Bild: Haben sich den Schritt hoffentlich gut überlegt: Heiratskandidaten mit Z…
HANNOVER taz | "Wurster Nordseeküste", so soll die neue niedersächsische
Gemeinde heißen, die die Gemeinden Land Wursten und Nordholz ab 2014 bilden
werden. Selbst ein Bürgerbegehren konnte die Fusion nicht verhindern:
Montag wurde sie mit einem sogenannten Zukunftsvertrag besiegelt. Gleich
vier solcher Verträge schließt Niedersachsens Innenminister Uwe Schünemann
(CDU) in dieser Woche mit klammen Kreisen und Gemeinden ab.
Schon 2009 haben Land und kommunale Spitzenverbände die Einführung der
Zukunftsverträge beschlossen: Bei einer Fusion übernimmt Niedersachsen bis
zu 75 Prozent der kurzfristig aufgenommenen Kredite quasi als
Hochzeitsprämie. Ende Oktober sollte die Bewerbungsfrist der Kommunen für
einen Zukunftsvertrag ursprünglich enden, im Sommer wurde sie bis Ende März
2013 verlängert. 70 Millionen Euro stellen Land und Kommunen dafür ab 2012
jährlich bereit.
21 Zukunftsverträge und Entschuldungshilfen über insgesamt knapp 300
Millionen Euro sind bislang beschlossen. Gespräche über Zukunftsverträge
führt das Innenministerium nach eigenen Angaben mit über 100 Kommunen.
Zuspruch findet das Instrument allerdings vornehmlich bei den kleineren
Gemeinden, Landkreise halten sich zurück. Und auch zu Fusionen kommt es nur
bei sechs der 21 Verträge. Denn auch Kommunen, die eigenständig bleiben
wollen, können Entschuldungshilfen bekommen - wenn sie in einem
Sanierungskonzept nachweisen können, ihren Haushalt innerhalb von zwei
Jahren auszugleichen. Bei einer Fusion haben sie dafür fünf Jahre Zeit.

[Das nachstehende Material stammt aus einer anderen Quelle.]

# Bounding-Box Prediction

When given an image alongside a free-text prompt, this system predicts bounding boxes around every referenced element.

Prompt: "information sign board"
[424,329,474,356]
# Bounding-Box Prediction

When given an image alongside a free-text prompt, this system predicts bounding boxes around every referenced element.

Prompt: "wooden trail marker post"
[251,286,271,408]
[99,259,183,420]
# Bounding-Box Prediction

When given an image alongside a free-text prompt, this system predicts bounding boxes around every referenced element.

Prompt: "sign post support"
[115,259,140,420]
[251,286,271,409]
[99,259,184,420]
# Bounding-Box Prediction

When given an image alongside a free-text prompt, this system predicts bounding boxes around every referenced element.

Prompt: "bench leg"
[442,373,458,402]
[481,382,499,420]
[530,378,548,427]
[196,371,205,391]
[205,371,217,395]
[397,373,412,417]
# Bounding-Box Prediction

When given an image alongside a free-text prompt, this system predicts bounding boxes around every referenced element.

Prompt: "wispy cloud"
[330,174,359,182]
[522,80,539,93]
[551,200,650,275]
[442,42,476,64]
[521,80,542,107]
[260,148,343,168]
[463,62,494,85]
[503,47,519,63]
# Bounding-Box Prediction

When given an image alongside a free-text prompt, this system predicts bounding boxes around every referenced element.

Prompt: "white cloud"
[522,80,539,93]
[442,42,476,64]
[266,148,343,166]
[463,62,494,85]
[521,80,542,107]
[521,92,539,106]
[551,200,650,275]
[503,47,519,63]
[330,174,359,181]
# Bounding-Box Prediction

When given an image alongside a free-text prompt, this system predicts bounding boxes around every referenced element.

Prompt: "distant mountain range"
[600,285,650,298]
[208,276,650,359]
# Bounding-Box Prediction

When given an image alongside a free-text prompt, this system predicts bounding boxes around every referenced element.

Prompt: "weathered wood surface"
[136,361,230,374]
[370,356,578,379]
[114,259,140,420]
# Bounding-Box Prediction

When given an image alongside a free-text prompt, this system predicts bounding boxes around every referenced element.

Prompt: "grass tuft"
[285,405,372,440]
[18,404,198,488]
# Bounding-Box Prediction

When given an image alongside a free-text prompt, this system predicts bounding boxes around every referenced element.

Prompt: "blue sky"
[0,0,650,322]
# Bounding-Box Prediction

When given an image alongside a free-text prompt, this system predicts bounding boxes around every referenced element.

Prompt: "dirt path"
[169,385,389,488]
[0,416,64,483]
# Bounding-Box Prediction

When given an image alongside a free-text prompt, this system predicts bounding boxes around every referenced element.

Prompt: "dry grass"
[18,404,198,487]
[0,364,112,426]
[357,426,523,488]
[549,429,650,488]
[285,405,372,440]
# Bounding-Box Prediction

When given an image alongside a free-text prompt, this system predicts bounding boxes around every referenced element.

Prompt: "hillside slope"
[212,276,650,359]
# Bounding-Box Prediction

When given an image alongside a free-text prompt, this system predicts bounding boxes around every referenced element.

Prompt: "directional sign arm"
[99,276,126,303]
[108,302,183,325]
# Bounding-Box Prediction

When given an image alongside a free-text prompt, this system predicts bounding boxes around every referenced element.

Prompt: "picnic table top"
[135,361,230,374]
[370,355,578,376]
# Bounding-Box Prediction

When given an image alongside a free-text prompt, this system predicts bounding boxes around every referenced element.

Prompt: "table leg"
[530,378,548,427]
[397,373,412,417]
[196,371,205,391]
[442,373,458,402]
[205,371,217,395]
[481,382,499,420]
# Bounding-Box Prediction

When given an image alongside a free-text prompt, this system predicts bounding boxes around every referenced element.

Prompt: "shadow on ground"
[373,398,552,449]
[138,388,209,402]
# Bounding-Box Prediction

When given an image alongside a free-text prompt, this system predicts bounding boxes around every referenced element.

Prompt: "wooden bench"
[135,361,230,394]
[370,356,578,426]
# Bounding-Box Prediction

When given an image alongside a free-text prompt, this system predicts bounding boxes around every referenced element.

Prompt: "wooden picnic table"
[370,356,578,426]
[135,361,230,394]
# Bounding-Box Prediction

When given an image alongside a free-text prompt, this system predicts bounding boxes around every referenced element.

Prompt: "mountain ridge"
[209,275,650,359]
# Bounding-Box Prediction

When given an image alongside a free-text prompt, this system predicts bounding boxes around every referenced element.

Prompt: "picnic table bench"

Das Innenministerium ist mit der Bilanz zufrieden, Sprecherin Vera
Wucherpfennig sieht "Bewegung im ganzen Land". Aus den Kommunen selbst ist
auch Skepsis zu hören: "Die Zukunftsverträge sind flächendeckend nicht das
richtige Instrument", sagt etwa Bernhard Reuter, derzeit SPD-Landrat im
Landkreis Osterode, ab November Landrat in Göttingen. Im neuen Amt strebt
er zwar eine Fusion der Kreise Göttingen, Northeim und Osterode an. Als
Antwort auf die kommunale Finanzkrise und den demographischen Wandel
reichen sie Reuter, der zugleich Vorsitzender des Niedersächsischen
Landkreistags ist, aber nicht aus.
Bei fünf Milliarden Euro liegen derzeit allein die Kassenkredite aller
niedersächsischen Kreise und Gemeinden zusammen. Schon 2010 hatte der
Verwaltungswissenschaftler Joachim Jens Hesse festgestellt, dass 19 von 37
niedersächsischen Landkreisen und drei von acht kreisfreien Städten
angesichts ihrer kommunalen Strukturen, Haushaltslage und Demografie nicht
überlebensfähig seien. Da die Aufrufe zur freiwilligen Zusammenarbeit
bisher erfolglos geblieben seien, sei eine Gebietsreform unausweichlich und
Fusionen nicht zu vermeiden, so das Fazit des Gutachtens, das Hesse im
Auftrag der Landesregierung erstellt hatte.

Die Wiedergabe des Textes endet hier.